Michele Cormier of Randolph wondered how out-of-towners would understand what roads were open to ATVs and which, not. Gamache replied that "the reality is that we do that every day. They are allowed only on the posted routes. Up north there will be newspaper articles to advise the riders and the car operators, too. A specific sign means 'you can come here.'"
An ATV club member spoke up to say that he
was all for ATVs but the problem is when parents buy a machine and then just let
the kids go off with them. "That's where the problems are," he said.
A Promenade Street resident asked, "Who is going to police all these four wheelers. We have skidoos up there all the time and beer cans all over the place. The four wheelers will bring the same problems," he said.

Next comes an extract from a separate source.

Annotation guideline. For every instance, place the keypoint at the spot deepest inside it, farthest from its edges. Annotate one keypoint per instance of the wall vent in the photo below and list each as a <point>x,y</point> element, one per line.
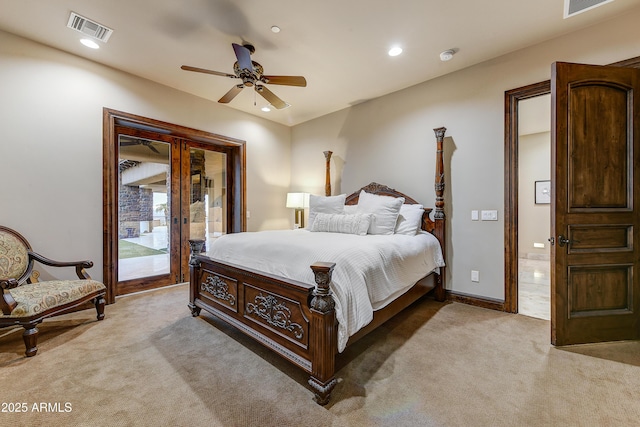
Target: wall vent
<point>574,7</point>
<point>88,27</point>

But Ray Bergeron, who has been in business in Gorham for 21 years with motorcycles, snowmobiles and snowmobile rentals, said "We bring in an unbelievable amounts of money to Gorham." He said he had customers from all over the world, some who can't even speak English, but who want to learn to ride. He said he teaches them, they have a big meal, they stay overnight. "It's good for the community," he said. "We're giving moose tours on these things. People love it. They have a ball."
He noted that Henry (Sanschagrin) has volunteers who educate new riders. "The enforcement part is not a big deal, and the snowmobile club, the ATV club, they bring a lot of money to the area," he said.

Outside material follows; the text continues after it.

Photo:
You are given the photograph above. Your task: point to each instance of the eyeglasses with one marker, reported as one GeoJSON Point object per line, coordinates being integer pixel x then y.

Deb Stewart said that she and her family had been in Colebrook for the opening of the Ride the Wild trails and noted, "They have a map of all the areas where you can go or not go. They've done a great job. There is signage on the main roads and on the trails in Pittsburg, Colebrook, Stewartstown. It's a great opportunity to bring a lot of revenue into our little town and we are at the beginning (southernmost of the potential trail complex), so a lot of times people will come here and stay and take off from here. We are all about recreation: snowmobiling, snow shoeing, ATVing—that's who we are," she said.
Picking up the theme of people coming to Gorham and maybe going through Gorham if the town doesn't hook up with services for tourists, Nathan Corrigan said that when he lived in Laconia, a friend would "come up here all the time to go four-wheeling and they stayed at the White Birches. In the last few years, it's easier for him to get on the trails in Colebrook and Pittsburg—he takes six guys twice a week—and comes up with his kids every other weekend."
Ron Pelletier, of Errol, president of the Umbagog Club, said that his club had started working with Gamache in order to open up the DOT roads and four years later, the plan is working. What's more, he added, "You take snowmobiling, you have a bad winter and you have no snow and no snowmobiling, but you can ATV seven months in the year."
Emile Croteau, of the Millsfield ATV Club, born and raised in Berlin, said, "When we started ATV trails, they were just foot trails, and they have grown to 140 miles. "We always complain about the state, but the state did a wonderful job on this. They gave us a groomer, grant money, furnished good grants and equipment to make the trails better. They bought Jericho Park and did a wonderful job with it. They did their part. I think it's time for the towns to do their part. The state really did a good job."
And so it went, with one after another rising
to say how important it is for Gorham to take part in the great ATV wave and
open up the town to the visitors who are attracted to the North Country to ride
the ATV trails.
At the end of the meeting, some asked, "well, what now."
Selectmen responded they would go ahead with the study that Cyr will do and then would be required to have another public hearing on the subject. "Well," said Rick King, 'I think this is a way of life for the North Country. This town should be more progressive in how they do this—open the highways and the side streets. Let's do it right." "We don't want to rush it or let time go by," remarked Jackson. And the meeting was adjourned.